The foundation of his belief system included understanding his own health data. I have opinions about personal health data, too.
Back in the '80s and '90s, those interested in quantifying their health had to consult their physician, take copious workout notes and use long division. I vividly recall clients bringing in dog-eared notebooks filled with scribbles about each mile they ran or each weight they lifted. The technology for tracking personal health simply didn't exist until the 2000s, when companies like Garmin and Fitbit changed the world.
These days, $100 buys a device that can track everything from your respiration rate to sleep patterns and accurately assess the body's response to specific activities, food, entertainment and more. Best of all, most devices automatically upload data into a cloud server for storage, analysis and reporting. It's all seamless, and even those less comfortable with technology can easily view their personal health data with one click on a dedicated mobile app.
The value of understanding one's personal health data is tremendous.
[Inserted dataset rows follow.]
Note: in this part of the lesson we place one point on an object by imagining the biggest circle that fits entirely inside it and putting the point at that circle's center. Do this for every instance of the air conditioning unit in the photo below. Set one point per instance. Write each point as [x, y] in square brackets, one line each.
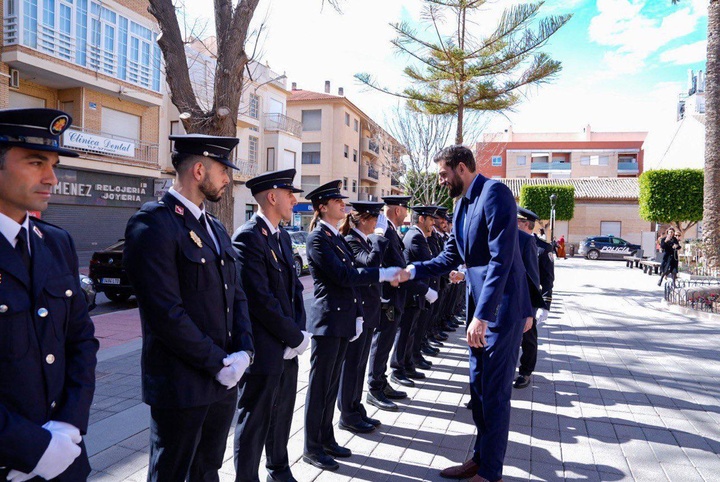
[15, 78]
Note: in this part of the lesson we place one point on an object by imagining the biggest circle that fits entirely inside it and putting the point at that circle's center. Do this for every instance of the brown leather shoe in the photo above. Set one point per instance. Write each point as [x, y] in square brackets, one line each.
[464, 471]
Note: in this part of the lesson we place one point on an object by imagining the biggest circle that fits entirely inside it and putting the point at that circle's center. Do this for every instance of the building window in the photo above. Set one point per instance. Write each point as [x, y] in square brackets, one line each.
[253, 143]
[311, 153]
[254, 107]
[311, 120]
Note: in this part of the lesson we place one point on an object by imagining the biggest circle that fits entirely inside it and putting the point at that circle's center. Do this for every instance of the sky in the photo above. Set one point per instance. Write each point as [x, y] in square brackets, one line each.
[624, 61]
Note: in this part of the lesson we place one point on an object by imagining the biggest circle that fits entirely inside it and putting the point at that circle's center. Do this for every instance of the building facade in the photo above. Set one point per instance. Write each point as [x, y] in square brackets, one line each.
[561, 155]
[339, 141]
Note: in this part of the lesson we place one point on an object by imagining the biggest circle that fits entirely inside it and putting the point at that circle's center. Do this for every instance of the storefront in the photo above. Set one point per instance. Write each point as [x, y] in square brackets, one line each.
[94, 207]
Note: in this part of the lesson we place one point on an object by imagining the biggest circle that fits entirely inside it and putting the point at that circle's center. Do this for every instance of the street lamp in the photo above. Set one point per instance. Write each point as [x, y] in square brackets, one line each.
[553, 198]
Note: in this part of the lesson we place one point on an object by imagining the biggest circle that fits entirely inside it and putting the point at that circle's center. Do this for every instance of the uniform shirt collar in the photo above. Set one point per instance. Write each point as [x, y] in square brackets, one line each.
[194, 208]
[10, 229]
[330, 227]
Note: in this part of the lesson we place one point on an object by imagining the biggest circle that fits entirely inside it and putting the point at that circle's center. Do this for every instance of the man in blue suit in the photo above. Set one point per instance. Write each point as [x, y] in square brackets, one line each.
[485, 239]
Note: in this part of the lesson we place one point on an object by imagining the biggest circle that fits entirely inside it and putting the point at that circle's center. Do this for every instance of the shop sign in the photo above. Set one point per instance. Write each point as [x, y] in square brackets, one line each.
[95, 143]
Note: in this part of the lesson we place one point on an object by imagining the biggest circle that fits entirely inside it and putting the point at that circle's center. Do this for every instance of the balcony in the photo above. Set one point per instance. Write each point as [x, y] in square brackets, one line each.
[99, 145]
[538, 166]
[283, 123]
[370, 148]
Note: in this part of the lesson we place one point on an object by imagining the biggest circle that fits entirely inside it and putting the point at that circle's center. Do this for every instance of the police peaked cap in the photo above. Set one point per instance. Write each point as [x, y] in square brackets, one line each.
[215, 147]
[273, 180]
[36, 129]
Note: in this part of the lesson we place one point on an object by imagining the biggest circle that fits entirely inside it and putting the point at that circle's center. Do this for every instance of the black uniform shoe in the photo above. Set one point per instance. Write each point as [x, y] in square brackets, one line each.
[379, 400]
[402, 380]
[393, 394]
[337, 451]
[321, 461]
[522, 381]
[359, 427]
[372, 421]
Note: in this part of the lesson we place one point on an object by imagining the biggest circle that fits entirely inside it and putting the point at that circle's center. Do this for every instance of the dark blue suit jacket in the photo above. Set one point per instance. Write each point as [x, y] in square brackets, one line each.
[192, 306]
[496, 279]
[277, 312]
[337, 301]
[47, 363]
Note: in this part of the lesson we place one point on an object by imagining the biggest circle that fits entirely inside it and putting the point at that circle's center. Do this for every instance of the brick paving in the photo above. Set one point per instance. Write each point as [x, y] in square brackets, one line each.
[624, 390]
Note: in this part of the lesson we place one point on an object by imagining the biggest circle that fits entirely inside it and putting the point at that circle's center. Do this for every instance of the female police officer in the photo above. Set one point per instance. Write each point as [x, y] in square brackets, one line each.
[335, 318]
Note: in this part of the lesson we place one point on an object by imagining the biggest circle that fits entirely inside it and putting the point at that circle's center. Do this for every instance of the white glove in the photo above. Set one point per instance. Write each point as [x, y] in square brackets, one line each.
[541, 315]
[61, 452]
[431, 296]
[381, 225]
[358, 328]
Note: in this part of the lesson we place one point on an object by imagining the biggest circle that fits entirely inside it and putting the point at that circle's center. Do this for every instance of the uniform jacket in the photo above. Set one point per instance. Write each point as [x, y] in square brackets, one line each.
[337, 301]
[47, 350]
[369, 254]
[496, 279]
[547, 269]
[192, 306]
[277, 312]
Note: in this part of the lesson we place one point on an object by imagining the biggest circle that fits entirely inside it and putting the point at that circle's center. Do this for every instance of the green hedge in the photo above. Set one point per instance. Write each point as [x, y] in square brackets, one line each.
[537, 199]
[671, 195]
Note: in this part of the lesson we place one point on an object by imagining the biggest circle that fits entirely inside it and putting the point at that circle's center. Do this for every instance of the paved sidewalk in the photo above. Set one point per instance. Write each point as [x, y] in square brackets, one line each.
[624, 390]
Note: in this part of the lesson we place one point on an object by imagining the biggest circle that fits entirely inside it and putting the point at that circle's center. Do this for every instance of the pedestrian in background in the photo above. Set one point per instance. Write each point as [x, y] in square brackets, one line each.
[47, 344]
[197, 340]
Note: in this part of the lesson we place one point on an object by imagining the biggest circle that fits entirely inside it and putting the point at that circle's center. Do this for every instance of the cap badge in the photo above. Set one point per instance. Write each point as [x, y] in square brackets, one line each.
[58, 124]
[196, 239]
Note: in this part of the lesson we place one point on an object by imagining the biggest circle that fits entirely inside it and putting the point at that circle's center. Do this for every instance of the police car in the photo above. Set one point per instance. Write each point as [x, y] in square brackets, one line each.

Knowing your blood pressure, heart rate, hydration level, caloric expenditure and other information leads to better decisions about diet, exercise and recovery. It is an incredible advantage that should be leveraged.
In my experience, simply having the data available is enough to foster curiosity and improve understanding of one's physiology. Taking a sophisticated, organized approach to personal health is one of the most important time investments one can make.
This week's exercise will certainly generate some activity in any wearable device, as the Alternating Up Down challenges the upper body and core with a simple but effective move.
1. Get into the "up" phase of a pushup on the floor.
2. Bend the right elbow until the right forearm is on the floor. Now, do the same with the left.
3. Place the left hand on the floor and extend the left elbow. Now do the same with the right.
4. Continue alternating the "up and down" method between arms until you have performed 12 with each side.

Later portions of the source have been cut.